In 1964, Luther Terry, M.D., the 9th Surgeon General of the United States, issued a landmark report when he said this: Smoking cigarettes could lead to diseases like lung cancer, chronic bronchitis, emphysema, and cardiovascular disease.
Of course that sounds totally obvious today, but the idea that such a popular habit could be deadly threw Americans for a loop back then. After all, a whopping 42 percent of U.S. adults smoked in 1964.
Thanks to more than 50 years of medical research that confirmed Dr. Terry’s initial report and completely changed the way we think about smoking—and our health—that number is now down to 18 percent. And a report in JAMA estimates that 8 million lives have been saved since Dr. Terry’s message.
But here’s the bad news: 18 percent is still a ton of people—approximately 42 million. People still need to stop smoking now, especially since the studies linking cigs to deadly diseases aren’t getting any less grim.
Fortunately, if you count yourself among those 42 million people, it’s never too late to quit smoking now.
Start with these five proven strategies to help you quit smoking, then thank the good Surgeon when you’re living a healthier, longer, nicotine-free life.
1. Lace up your sneakers and hit the pavement. People who exercise when they crave cigarettes are more likely to overcome the urge to smoke, finds a report published in the journal Addiction.
Researchers say exercise could distract you from thinking about taking a puff, and breaking a sweat may lift your mood and boost your feelings of self-control, reducing your impulsiveness.
2. Quit smoking in 140 characters or less. Smokers who share their struggles via social media are more successful at quitting—and staying clean—than those who seek support offline, finds University of Georgia research.

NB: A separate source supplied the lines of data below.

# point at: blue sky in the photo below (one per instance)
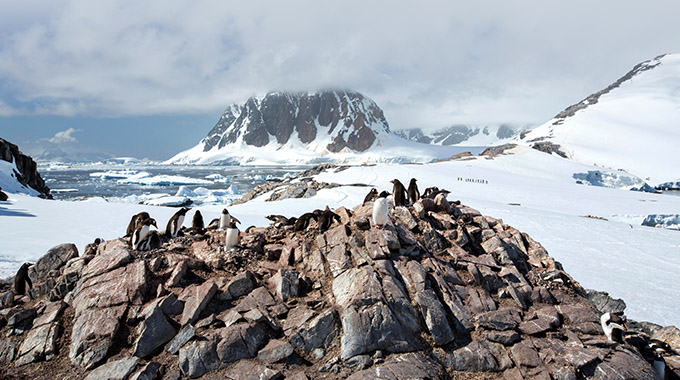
(148, 79)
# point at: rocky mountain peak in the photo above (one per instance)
(334, 120)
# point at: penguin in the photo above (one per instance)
(175, 222)
(659, 348)
(326, 219)
(371, 196)
(139, 236)
(302, 222)
(380, 209)
(226, 219)
(134, 222)
(413, 192)
(232, 236)
(399, 193)
(21, 279)
(197, 221)
(613, 326)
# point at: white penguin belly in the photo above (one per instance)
(380, 212)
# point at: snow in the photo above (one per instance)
(633, 127)
(530, 190)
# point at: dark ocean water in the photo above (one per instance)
(82, 181)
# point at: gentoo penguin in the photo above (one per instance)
(398, 192)
(326, 219)
(225, 220)
(175, 222)
(613, 326)
(134, 222)
(371, 195)
(141, 232)
(380, 210)
(232, 236)
(21, 279)
(413, 192)
(197, 221)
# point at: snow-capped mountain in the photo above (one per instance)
(632, 125)
(464, 135)
(327, 126)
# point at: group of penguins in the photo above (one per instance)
(144, 238)
(653, 350)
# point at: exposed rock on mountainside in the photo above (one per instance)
(441, 292)
(27, 173)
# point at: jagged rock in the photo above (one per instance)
(154, 333)
(116, 370)
(41, 342)
(317, 333)
(185, 334)
(198, 357)
(240, 285)
(252, 371)
(195, 298)
(670, 335)
(55, 258)
(275, 351)
(285, 282)
(501, 319)
(241, 341)
(409, 366)
(150, 371)
(435, 317)
(100, 303)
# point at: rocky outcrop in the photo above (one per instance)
(27, 173)
(349, 119)
(440, 292)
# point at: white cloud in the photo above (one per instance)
(436, 62)
(64, 136)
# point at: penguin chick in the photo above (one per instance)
(326, 219)
(232, 236)
(141, 232)
(21, 279)
(380, 210)
(398, 192)
(613, 326)
(175, 222)
(413, 192)
(371, 196)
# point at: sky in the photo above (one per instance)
(149, 79)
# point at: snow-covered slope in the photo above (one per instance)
(464, 135)
(295, 128)
(633, 125)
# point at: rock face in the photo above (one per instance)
(434, 295)
(328, 120)
(27, 173)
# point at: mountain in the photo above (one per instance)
(632, 125)
(327, 126)
(464, 135)
(19, 173)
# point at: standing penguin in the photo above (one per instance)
(371, 195)
(225, 220)
(175, 222)
(399, 193)
(21, 279)
(232, 236)
(413, 192)
(613, 326)
(326, 219)
(134, 222)
(140, 234)
(380, 210)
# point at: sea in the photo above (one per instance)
(140, 183)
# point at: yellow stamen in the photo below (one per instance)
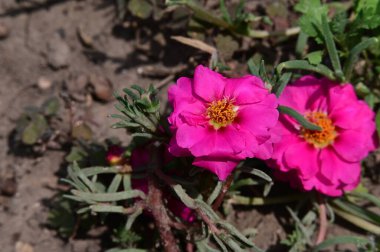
(221, 113)
(323, 138)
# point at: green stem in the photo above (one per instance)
(259, 201)
(354, 54)
(305, 65)
(331, 48)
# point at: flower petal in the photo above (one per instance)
(352, 145)
(338, 170)
(302, 157)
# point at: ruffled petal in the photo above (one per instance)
(352, 145)
(337, 170)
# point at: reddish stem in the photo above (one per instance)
(156, 205)
(220, 197)
(322, 219)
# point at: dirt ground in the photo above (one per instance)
(43, 45)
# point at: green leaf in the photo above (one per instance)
(35, 129)
(359, 241)
(132, 218)
(225, 13)
(367, 196)
(339, 22)
(140, 8)
(315, 57)
(305, 65)
(50, 106)
(299, 118)
(354, 55)
(331, 48)
(311, 19)
(107, 209)
(282, 82)
(115, 184)
(109, 197)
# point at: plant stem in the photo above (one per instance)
(225, 188)
(322, 219)
(156, 205)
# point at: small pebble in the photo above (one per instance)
(102, 88)
(44, 83)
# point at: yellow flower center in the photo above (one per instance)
(323, 138)
(221, 113)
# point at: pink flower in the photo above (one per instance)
(221, 121)
(327, 160)
(115, 155)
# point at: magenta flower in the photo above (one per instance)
(115, 155)
(221, 121)
(327, 160)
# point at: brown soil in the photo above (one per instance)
(43, 42)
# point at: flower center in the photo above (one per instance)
(323, 138)
(221, 113)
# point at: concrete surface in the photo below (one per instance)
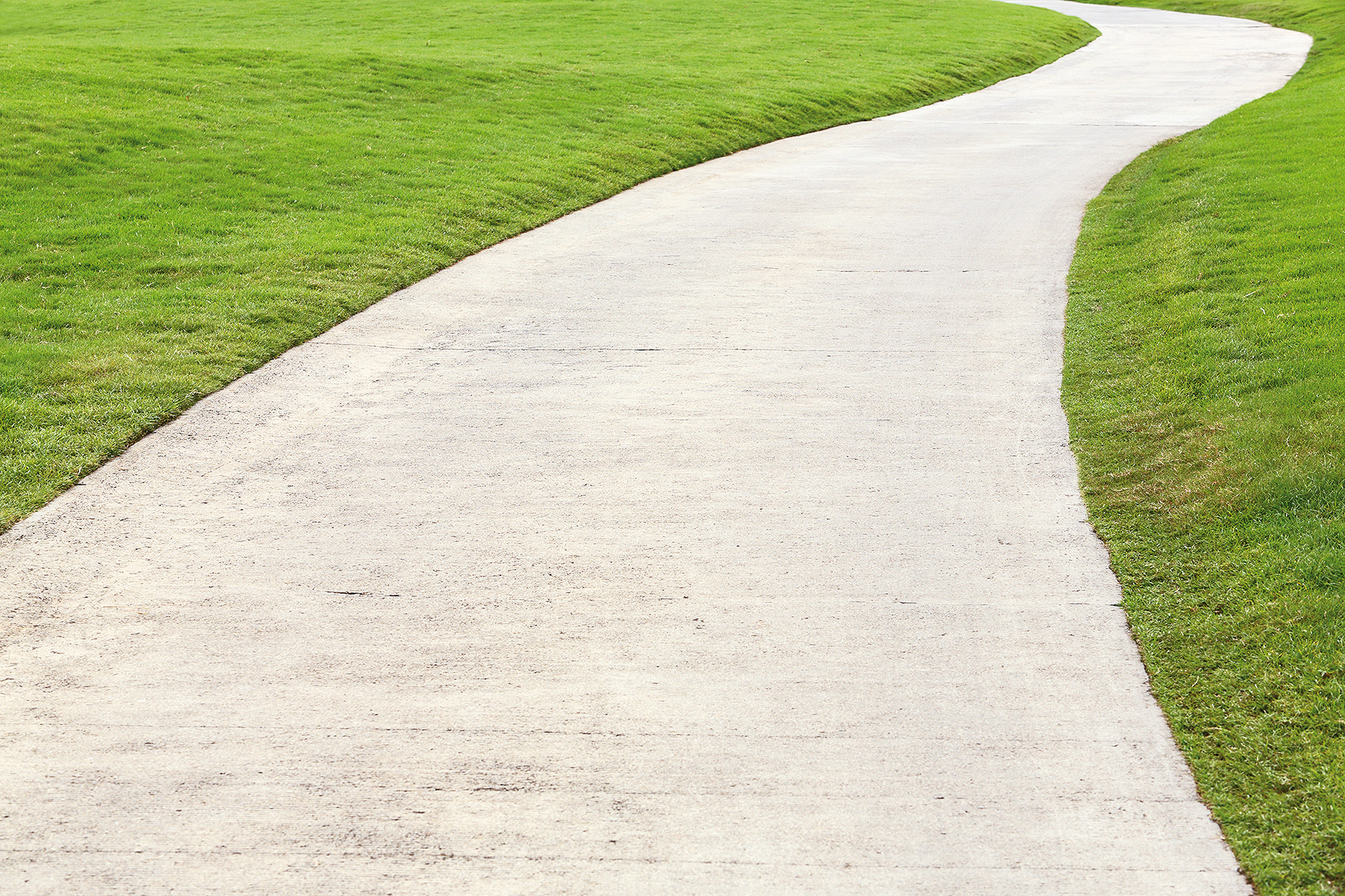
(720, 539)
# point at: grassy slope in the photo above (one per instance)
(1205, 389)
(188, 189)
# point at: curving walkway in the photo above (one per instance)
(719, 539)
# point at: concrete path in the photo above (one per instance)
(720, 539)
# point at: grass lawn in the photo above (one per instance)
(190, 189)
(1205, 391)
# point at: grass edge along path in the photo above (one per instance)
(186, 191)
(1205, 391)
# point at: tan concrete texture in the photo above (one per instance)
(720, 539)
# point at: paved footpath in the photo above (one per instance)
(719, 539)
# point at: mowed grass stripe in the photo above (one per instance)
(187, 190)
(1205, 391)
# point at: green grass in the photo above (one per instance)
(1205, 391)
(190, 189)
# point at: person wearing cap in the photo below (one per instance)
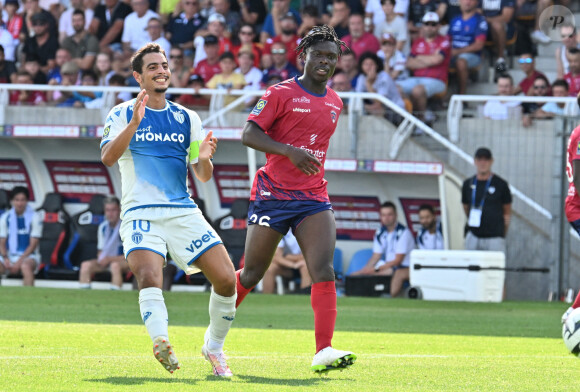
(182, 28)
(227, 79)
(394, 60)
(417, 9)
(287, 37)
(393, 25)
(487, 202)
(82, 46)
(358, 40)
(468, 33)
(209, 66)
(42, 44)
(272, 26)
(429, 62)
(216, 26)
(135, 25)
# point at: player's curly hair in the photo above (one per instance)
(137, 59)
(320, 34)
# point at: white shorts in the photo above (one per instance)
(182, 232)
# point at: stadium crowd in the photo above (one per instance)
(405, 50)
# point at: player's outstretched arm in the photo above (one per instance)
(112, 151)
(203, 168)
(254, 137)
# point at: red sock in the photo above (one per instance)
(323, 300)
(576, 303)
(242, 291)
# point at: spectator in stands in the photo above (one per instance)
(82, 45)
(281, 67)
(209, 67)
(103, 68)
(393, 59)
(288, 37)
(372, 78)
(393, 25)
(339, 20)
(195, 100)
(429, 62)
(417, 9)
(179, 71)
(349, 65)
(287, 260)
(430, 236)
(272, 26)
(14, 21)
(32, 7)
(182, 28)
(487, 200)
(392, 246)
(70, 73)
(468, 33)
(573, 76)
(32, 66)
(496, 109)
(7, 68)
(246, 37)
(215, 26)
(527, 64)
(65, 23)
(310, 18)
(360, 41)
(499, 16)
(155, 32)
(133, 26)
(20, 231)
(569, 37)
(227, 79)
(253, 12)
(110, 255)
(42, 43)
(252, 75)
(62, 56)
(107, 24)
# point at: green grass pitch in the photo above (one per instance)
(72, 340)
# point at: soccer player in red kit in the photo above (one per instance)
(572, 204)
(292, 123)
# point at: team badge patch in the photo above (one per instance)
(137, 237)
(259, 106)
(179, 117)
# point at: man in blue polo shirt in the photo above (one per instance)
(468, 32)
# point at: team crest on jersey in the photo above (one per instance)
(137, 237)
(333, 116)
(259, 106)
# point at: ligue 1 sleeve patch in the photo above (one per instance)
(259, 106)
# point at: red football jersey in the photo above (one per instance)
(572, 200)
(439, 44)
(290, 114)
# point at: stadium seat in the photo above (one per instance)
(85, 224)
(55, 235)
(359, 260)
(4, 202)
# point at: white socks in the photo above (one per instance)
(222, 311)
(153, 311)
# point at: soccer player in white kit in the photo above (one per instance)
(153, 140)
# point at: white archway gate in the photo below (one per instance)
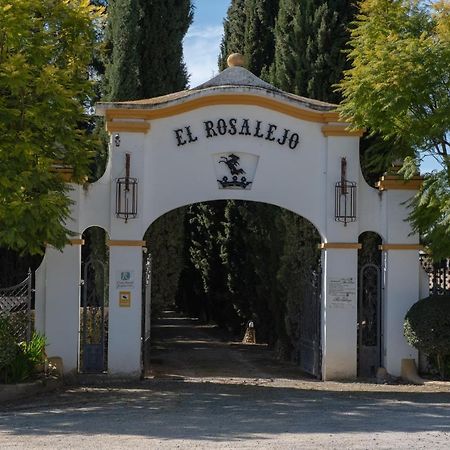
(235, 137)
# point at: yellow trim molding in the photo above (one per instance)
(222, 99)
(340, 245)
(338, 130)
(76, 241)
(416, 247)
(130, 127)
(126, 243)
(397, 182)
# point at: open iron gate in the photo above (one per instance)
(15, 308)
(146, 312)
(94, 318)
(310, 348)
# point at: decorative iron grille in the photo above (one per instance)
(15, 308)
(438, 274)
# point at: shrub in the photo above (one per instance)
(8, 348)
(427, 327)
(19, 360)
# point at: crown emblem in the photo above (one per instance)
(237, 173)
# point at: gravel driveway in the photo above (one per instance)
(252, 402)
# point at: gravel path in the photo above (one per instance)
(241, 398)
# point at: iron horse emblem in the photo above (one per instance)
(237, 173)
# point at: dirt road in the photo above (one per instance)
(207, 393)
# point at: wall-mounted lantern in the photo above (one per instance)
(126, 194)
(345, 197)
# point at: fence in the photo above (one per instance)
(15, 307)
(438, 273)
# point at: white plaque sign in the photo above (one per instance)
(124, 279)
(342, 292)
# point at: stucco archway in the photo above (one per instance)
(237, 137)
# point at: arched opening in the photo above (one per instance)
(370, 332)
(94, 302)
(233, 262)
(17, 299)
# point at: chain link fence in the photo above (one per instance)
(15, 308)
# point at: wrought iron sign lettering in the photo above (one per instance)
(232, 162)
(240, 127)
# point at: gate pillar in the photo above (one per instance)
(339, 312)
(58, 307)
(125, 307)
(401, 291)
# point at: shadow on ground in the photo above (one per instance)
(223, 412)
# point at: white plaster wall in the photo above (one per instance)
(40, 279)
(301, 180)
(177, 176)
(339, 322)
(371, 208)
(401, 292)
(62, 304)
(124, 346)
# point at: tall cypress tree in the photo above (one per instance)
(259, 42)
(122, 61)
(145, 59)
(233, 32)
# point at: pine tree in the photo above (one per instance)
(259, 41)
(310, 38)
(163, 25)
(122, 61)
(145, 59)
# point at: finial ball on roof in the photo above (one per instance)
(235, 60)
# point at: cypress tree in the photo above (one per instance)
(121, 43)
(163, 25)
(310, 38)
(144, 44)
(233, 32)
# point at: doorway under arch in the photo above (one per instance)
(240, 261)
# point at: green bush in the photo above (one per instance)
(8, 348)
(19, 360)
(427, 328)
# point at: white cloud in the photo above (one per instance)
(201, 51)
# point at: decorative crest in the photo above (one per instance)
(233, 164)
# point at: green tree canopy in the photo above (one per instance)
(46, 47)
(399, 88)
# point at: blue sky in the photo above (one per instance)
(202, 42)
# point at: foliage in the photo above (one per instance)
(299, 265)
(45, 50)
(165, 243)
(427, 327)
(143, 41)
(233, 32)
(399, 87)
(8, 347)
(310, 36)
(19, 361)
(259, 43)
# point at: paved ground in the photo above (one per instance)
(251, 401)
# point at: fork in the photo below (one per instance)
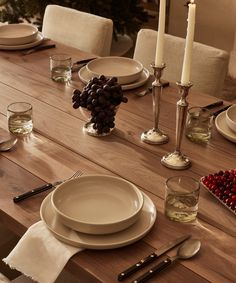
(45, 187)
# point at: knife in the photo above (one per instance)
(152, 257)
(38, 48)
(37, 191)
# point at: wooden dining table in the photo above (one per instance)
(58, 146)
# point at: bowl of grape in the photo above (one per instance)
(99, 101)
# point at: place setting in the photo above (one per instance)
(84, 212)
(129, 72)
(102, 212)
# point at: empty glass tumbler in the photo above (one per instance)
(198, 124)
(20, 121)
(181, 198)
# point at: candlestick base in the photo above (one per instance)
(176, 160)
(154, 137)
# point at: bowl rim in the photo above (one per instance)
(131, 185)
(137, 64)
(228, 117)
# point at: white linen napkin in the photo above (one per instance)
(39, 255)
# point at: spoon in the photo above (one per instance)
(185, 251)
(8, 144)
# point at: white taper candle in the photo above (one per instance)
(185, 78)
(160, 34)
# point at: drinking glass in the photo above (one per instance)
(60, 67)
(198, 125)
(181, 198)
(20, 121)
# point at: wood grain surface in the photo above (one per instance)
(58, 147)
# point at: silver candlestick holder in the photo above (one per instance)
(155, 136)
(177, 160)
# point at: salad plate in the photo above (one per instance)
(37, 41)
(85, 76)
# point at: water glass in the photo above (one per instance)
(20, 121)
(198, 124)
(181, 198)
(60, 67)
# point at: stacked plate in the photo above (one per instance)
(19, 36)
(129, 72)
(226, 123)
(98, 212)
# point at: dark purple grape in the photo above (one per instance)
(100, 96)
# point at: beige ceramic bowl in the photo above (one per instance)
(231, 117)
(125, 69)
(97, 204)
(17, 34)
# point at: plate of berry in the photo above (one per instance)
(222, 185)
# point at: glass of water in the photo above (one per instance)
(181, 198)
(20, 121)
(60, 67)
(198, 124)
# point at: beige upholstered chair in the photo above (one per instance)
(81, 30)
(209, 65)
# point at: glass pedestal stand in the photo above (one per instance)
(177, 160)
(155, 136)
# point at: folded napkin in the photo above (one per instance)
(39, 255)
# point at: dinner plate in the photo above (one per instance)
(223, 128)
(97, 204)
(128, 236)
(38, 40)
(85, 76)
(126, 70)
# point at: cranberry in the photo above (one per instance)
(223, 186)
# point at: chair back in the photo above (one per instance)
(209, 64)
(87, 32)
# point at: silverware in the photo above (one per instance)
(80, 64)
(185, 251)
(44, 188)
(150, 258)
(38, 48)
(8, 144)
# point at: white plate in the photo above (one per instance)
(223, 128)
(15, 34)
(99, 242)
(38, 40)
(126, 70)
(85, 76)
(97, 204)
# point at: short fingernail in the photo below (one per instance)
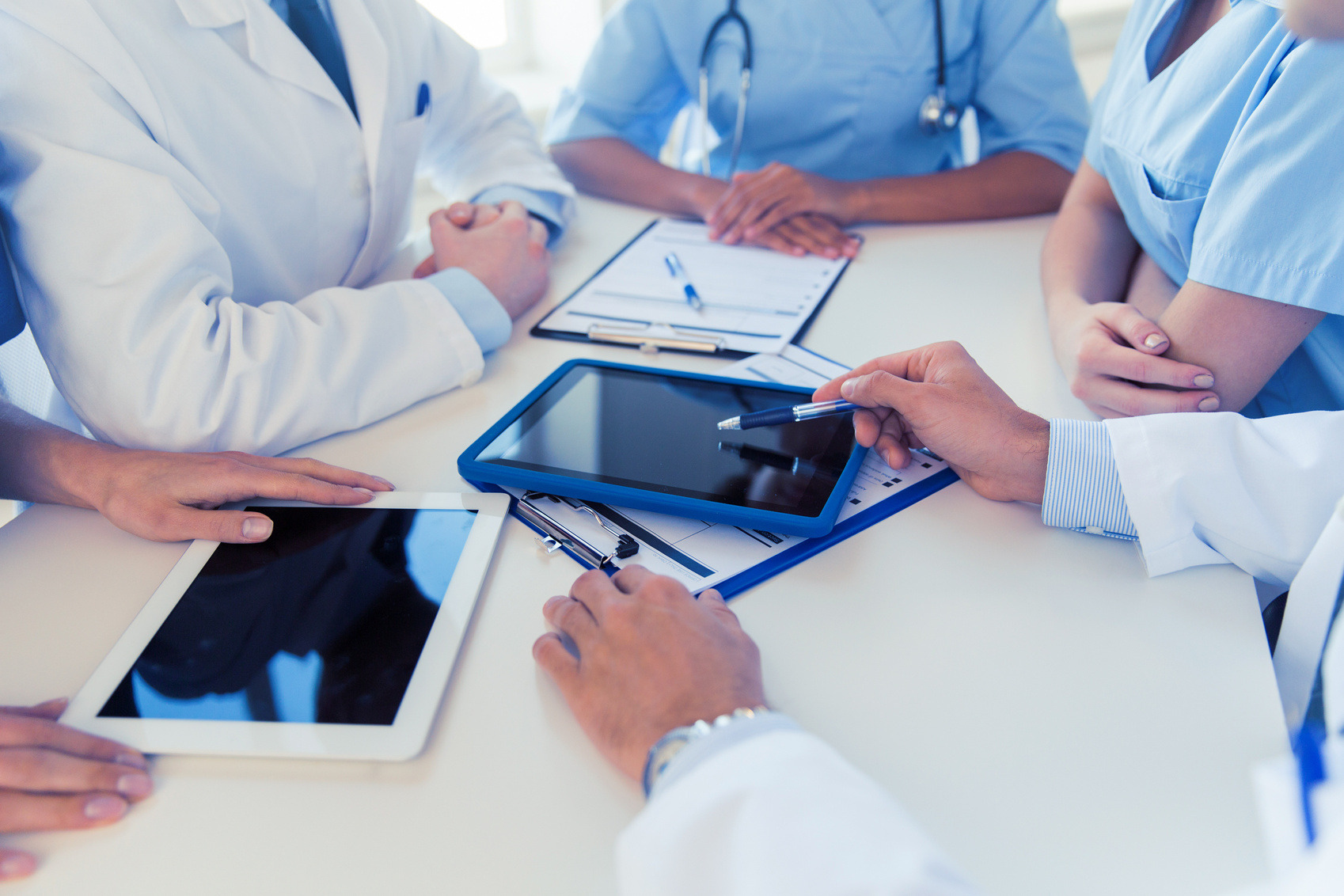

Flocking to Facebook can help you link up with like-minded others over a common goal, and the more connected you feel, the more you believe you can curb your cravings.
3. Pick up some produce. Eating more fruits and vegetables could help you quit smoking and stay tobacco-free for longer, according to a 2012 study from the University at Buffalo.
Hankerings for cigarettes and foods are closely linked and confused with one another, the researchers say. By eating a diet with higher fiber content, you’ll feel fuller and avoid craving confusion.
4. Get a milk mustache. Milk lends a funky taste to cigarettes. Duke researchers found that smokers were less likely to smoke with the aftertaste of moo juice in their mouth.